Lightyear has appointed Bonna Newman as its new CEO. She’s succeeding company founder Lex Hoefsloot, who’s shifting his focus to the longer-term potential of the Helmond-based automotive startup. With Marnix Borghouts, the new CEO will also find a new CFO at her side. The leadership change comes as the Amsterdam district court is concluding its investigation into the dealings of Lightyear’s management in the run-up to the bankruptcy.

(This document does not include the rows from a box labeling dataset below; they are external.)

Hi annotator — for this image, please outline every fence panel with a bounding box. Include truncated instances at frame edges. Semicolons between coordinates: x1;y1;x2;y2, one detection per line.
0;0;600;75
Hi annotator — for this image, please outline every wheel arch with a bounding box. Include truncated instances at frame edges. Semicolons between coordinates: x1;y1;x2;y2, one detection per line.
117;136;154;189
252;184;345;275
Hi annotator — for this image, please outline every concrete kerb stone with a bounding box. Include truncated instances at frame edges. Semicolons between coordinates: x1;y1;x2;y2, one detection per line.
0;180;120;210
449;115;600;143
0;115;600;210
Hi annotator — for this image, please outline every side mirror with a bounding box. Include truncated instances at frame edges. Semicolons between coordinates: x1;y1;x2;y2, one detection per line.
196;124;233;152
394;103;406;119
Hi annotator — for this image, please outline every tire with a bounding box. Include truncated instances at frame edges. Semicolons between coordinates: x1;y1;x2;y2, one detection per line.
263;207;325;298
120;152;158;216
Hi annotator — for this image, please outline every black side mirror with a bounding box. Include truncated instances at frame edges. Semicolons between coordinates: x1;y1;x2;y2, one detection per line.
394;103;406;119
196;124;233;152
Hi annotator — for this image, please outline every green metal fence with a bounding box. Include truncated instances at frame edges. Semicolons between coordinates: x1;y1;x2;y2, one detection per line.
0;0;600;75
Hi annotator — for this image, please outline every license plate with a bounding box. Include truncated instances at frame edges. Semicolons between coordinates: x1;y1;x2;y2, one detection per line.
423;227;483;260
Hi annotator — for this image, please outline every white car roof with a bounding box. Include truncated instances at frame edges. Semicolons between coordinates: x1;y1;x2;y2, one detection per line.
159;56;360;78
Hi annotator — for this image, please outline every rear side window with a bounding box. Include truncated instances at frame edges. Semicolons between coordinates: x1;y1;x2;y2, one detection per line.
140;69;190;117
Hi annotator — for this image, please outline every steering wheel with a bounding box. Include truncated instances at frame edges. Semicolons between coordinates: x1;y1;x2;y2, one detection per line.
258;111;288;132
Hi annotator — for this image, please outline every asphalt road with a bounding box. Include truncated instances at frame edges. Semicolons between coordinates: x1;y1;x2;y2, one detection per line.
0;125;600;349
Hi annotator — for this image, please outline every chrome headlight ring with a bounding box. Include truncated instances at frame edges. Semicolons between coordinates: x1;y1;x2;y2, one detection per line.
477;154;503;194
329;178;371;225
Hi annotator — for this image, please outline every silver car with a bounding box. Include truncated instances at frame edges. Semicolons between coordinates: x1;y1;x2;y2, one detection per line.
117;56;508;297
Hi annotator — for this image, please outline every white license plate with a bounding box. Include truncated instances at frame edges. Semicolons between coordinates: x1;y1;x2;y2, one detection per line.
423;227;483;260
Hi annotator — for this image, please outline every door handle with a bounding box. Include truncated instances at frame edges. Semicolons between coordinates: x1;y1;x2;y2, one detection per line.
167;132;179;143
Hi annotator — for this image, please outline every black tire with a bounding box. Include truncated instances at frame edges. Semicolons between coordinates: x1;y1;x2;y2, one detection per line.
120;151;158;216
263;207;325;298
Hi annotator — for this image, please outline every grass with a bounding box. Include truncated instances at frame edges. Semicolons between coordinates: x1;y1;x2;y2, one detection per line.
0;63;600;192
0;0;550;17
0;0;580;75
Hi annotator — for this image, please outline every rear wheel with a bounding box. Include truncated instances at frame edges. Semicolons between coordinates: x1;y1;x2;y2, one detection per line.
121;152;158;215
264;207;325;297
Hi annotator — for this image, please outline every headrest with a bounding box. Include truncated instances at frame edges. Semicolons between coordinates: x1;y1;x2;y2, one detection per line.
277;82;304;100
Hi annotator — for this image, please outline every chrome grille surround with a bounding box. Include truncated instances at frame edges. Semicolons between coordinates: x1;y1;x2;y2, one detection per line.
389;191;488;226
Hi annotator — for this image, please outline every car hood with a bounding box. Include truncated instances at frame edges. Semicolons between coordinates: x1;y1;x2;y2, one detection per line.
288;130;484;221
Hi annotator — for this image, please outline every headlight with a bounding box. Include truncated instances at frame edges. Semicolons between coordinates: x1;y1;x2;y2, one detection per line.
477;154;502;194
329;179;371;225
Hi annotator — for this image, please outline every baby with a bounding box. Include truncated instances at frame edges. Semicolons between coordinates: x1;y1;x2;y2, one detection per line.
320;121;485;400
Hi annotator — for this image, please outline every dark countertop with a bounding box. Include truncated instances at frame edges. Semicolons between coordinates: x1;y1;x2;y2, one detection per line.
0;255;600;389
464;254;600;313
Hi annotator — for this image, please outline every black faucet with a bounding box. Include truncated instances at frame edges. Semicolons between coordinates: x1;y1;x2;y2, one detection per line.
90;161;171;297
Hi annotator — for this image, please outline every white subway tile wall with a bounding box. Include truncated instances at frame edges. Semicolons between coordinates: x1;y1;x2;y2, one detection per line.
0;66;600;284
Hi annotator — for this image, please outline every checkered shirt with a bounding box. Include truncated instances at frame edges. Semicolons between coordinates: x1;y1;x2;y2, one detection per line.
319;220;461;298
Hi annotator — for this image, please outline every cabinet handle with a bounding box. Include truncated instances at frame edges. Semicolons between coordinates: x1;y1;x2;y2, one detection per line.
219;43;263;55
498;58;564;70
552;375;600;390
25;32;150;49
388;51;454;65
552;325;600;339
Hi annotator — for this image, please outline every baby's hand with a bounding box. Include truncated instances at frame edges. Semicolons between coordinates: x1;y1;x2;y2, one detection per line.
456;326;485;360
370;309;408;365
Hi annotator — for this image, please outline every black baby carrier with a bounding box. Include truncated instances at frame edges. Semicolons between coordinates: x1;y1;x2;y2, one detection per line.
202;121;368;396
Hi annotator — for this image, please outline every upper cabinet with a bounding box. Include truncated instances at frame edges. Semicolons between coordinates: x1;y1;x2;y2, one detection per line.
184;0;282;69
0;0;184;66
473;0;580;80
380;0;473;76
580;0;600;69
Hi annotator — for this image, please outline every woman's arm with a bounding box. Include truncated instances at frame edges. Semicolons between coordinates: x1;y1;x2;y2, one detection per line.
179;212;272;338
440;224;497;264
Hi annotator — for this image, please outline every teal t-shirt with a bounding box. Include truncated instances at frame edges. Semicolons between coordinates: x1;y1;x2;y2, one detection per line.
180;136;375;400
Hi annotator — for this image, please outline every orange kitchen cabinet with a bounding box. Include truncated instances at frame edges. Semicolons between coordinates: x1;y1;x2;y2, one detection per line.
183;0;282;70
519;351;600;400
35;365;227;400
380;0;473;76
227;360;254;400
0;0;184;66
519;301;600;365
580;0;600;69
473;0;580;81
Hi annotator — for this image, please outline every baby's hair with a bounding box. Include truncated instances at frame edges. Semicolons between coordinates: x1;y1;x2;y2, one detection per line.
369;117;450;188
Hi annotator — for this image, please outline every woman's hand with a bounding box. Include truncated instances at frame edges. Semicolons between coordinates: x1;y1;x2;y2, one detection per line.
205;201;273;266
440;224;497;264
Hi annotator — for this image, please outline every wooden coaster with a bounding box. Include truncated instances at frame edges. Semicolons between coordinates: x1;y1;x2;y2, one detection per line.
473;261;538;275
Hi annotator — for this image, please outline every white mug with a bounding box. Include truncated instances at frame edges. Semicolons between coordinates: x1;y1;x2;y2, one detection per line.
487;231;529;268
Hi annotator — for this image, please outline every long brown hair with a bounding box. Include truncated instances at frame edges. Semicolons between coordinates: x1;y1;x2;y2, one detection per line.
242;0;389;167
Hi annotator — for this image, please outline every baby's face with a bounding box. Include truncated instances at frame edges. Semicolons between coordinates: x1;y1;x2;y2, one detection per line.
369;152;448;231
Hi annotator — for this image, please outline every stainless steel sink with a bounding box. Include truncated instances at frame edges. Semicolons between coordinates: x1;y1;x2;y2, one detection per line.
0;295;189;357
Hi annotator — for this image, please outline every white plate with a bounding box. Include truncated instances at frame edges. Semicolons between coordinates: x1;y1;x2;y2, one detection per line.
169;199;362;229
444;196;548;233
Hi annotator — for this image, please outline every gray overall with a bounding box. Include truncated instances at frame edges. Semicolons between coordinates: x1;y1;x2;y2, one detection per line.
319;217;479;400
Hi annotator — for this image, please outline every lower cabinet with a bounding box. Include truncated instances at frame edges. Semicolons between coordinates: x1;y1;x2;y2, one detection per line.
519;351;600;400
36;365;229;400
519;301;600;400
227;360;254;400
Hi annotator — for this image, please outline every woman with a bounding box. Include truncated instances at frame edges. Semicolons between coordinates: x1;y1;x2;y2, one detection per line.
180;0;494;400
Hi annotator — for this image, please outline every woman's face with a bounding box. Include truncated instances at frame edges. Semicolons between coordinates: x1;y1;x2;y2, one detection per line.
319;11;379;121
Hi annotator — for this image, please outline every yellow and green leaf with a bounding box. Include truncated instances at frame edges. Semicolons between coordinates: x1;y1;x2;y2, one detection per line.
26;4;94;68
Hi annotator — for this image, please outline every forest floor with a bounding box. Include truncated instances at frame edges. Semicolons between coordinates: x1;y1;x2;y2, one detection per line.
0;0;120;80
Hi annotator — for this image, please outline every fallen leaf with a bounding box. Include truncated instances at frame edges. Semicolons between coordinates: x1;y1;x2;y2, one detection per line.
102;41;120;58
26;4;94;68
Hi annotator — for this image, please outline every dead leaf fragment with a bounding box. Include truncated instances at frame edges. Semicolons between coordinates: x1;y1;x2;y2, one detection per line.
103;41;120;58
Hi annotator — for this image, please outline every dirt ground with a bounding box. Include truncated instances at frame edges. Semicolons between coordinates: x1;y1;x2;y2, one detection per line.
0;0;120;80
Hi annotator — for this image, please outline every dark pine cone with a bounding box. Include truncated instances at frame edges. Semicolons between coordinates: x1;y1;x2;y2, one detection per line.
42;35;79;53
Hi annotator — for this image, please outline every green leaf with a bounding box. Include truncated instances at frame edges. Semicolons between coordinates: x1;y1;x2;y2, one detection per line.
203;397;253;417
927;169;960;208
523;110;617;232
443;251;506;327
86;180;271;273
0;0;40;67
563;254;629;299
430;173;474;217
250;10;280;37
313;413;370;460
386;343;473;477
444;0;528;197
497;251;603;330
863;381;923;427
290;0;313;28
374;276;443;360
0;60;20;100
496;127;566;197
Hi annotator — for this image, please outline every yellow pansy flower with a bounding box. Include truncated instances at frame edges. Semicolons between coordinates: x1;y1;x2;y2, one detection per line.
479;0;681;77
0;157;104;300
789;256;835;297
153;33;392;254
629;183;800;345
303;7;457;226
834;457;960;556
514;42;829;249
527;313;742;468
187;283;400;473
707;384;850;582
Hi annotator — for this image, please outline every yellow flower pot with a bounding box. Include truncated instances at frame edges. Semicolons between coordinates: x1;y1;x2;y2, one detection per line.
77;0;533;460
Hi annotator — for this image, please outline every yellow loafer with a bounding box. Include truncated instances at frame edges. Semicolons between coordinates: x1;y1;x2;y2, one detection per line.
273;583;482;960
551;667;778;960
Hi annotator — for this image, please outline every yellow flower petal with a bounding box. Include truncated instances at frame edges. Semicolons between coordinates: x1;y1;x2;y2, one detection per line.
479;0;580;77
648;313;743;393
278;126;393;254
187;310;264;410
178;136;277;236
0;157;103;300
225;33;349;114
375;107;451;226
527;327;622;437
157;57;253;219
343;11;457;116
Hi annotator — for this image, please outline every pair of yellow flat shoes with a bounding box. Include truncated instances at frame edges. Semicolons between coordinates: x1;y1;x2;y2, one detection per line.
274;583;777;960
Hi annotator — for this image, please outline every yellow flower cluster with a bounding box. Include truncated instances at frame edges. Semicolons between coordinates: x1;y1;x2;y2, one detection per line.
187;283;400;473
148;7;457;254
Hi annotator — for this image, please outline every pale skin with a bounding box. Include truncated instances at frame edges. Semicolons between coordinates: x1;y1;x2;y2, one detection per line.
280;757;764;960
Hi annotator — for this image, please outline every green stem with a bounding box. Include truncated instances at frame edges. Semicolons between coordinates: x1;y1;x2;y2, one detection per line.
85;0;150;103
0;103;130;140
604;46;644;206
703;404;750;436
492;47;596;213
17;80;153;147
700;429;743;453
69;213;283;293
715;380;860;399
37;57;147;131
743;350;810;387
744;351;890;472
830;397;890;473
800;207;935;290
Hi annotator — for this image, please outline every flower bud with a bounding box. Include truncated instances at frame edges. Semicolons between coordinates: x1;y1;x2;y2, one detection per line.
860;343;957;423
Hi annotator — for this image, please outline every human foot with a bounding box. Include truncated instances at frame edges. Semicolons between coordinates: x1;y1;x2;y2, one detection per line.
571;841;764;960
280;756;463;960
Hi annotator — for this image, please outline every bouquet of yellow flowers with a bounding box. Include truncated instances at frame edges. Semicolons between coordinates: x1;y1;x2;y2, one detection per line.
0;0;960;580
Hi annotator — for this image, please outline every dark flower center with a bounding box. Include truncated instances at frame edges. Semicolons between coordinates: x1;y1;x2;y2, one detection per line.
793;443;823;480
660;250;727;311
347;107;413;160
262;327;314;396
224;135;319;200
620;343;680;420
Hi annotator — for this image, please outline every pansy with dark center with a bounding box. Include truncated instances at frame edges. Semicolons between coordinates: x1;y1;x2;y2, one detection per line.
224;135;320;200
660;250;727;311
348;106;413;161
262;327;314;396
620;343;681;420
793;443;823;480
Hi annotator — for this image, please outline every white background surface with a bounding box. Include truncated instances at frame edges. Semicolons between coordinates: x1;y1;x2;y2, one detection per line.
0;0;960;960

Lightyear, which relaunched at the start of last year, initially didn’t want to give up the dream of its own solar car. Gradually, however, the focus shifted to producing solar roofs for other car manufacturers. It now aims to offer its on-board solar charging system technology to the entire passenger car market. Newman’s extensive network, knowledge and expertise in the solar and vehicle-integrated PV sector will be valuable for maximizing impact. The new CEO holds a PhD in physics from MIT and has worked throughout the PV sector for almost two decades, including at ECN and TNO.

Lightyear has appointed Bonna Newman and Marnix Borghouts as its new CEO and CFO, respectively. Credit: Lightyear

Borghouts started his career as an accountant at KPMG. The new CFO is an operational finance executive with over thirty years of global experience in a variety of industries. According to Lightyear, he has a track record on growth and turnaround, compliance and delivering trust to both external and internal stakeholders, bringing in-depth and hands-on skills for growth, corporate finance and strategy.

“I have great confidence in Bonna’s and Marnix’s leadership. Their combined skillset is exactly what the company needs right now,” comments Hoefsloot. “As Lightyear is becoming more mature and shifts toward scaling of the on-board solar technology, my skills are best put to use in a different role within the company. I will focus on getting more of our automotive technology IP stack onto the market and find the right partners to execute on the commercial potential of the Lightyear vehicle.”

The investigation into the pre-bankruptcy dealings was requested by Maarten van Ingen, one of the court-appointed trustees. In particular, he’s seeking clarity on whether Lightyear acted responsibly regarding the spending of an 180-million-euro investment, partly originating from public funds. The verdict is expected te come in on 18 January.